Three-mile-wide asteroid will pass close to Earth in mid-December

Astronomers will closely study the object, which is still not well understood.
By Laurel Kornfeld | Nov 28, 2017
A three-mile- (five-km-) wide asteroid classified as "potentially hazardous" due to its large size will fly relatively close to Earth next month.

Known as 3200 Phaethon, the asteroid, which orbits the Sun every 1.4 Earth years, will pass within 6.5 million miles of Earth or 27 times the distance between the Earth and Moon, on December 16.

Discovered in 2007 by satellite and about half the size of the asteroid believed to have killed the dinosaurs 65 million years ago, it is also the source of the Geminid meteor shower, which occurs in early to mid-December.

Scientists are unsure as to Phaethon's origin. Most meteor showers come from fragments of comets vaporized as the comets approach the Sun.

Asteroids are thought to be incapable of producing meteor showers, leading some scientists to suspect Phaethon could be a dead comet.

NASA has designated Phaethon as "potentially hazardous" because it has the potential to come close to Earth and would cause significant damage in an impact.

It poses no danger to Earth during next month's approach.

Like most asteroids, it is believed to have originated in the belt between Mars and Jupiter. Over the last several hundred years, Jupiter's gravity has pulled its debris closer to Earth, increasing the brightness of the Geminid meteor shower.

The Geminids will be visible from December 4-17 and will peak December 13-14.

As Phaethon heads in Earth's direction, scientists at NASA's Jet Propulsion Laboratory (JPL) in California plan to create a 3D model of it.

They also hope to identify its composition, which will is key to determining its origin.
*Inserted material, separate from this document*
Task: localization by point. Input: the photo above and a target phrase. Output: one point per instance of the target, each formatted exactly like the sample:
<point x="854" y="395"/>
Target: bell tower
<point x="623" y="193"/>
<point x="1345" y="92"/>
While asteroids consist primarily of rock and metal, comets are "dirty snowballs" of rock and dust covered with ice.

Russian astronomers are also tracking Phaethon during its close approach and have released a video illustrating its path.

Because Phaethon has showed some sign of activity as it heads in the direction of the Sun, some scientists think it has an inactive cometary nucleus, which they will try to locate as it comes near.

Observers will need a small telescope to see Phaethon, which will be brightest between December 11 and 21.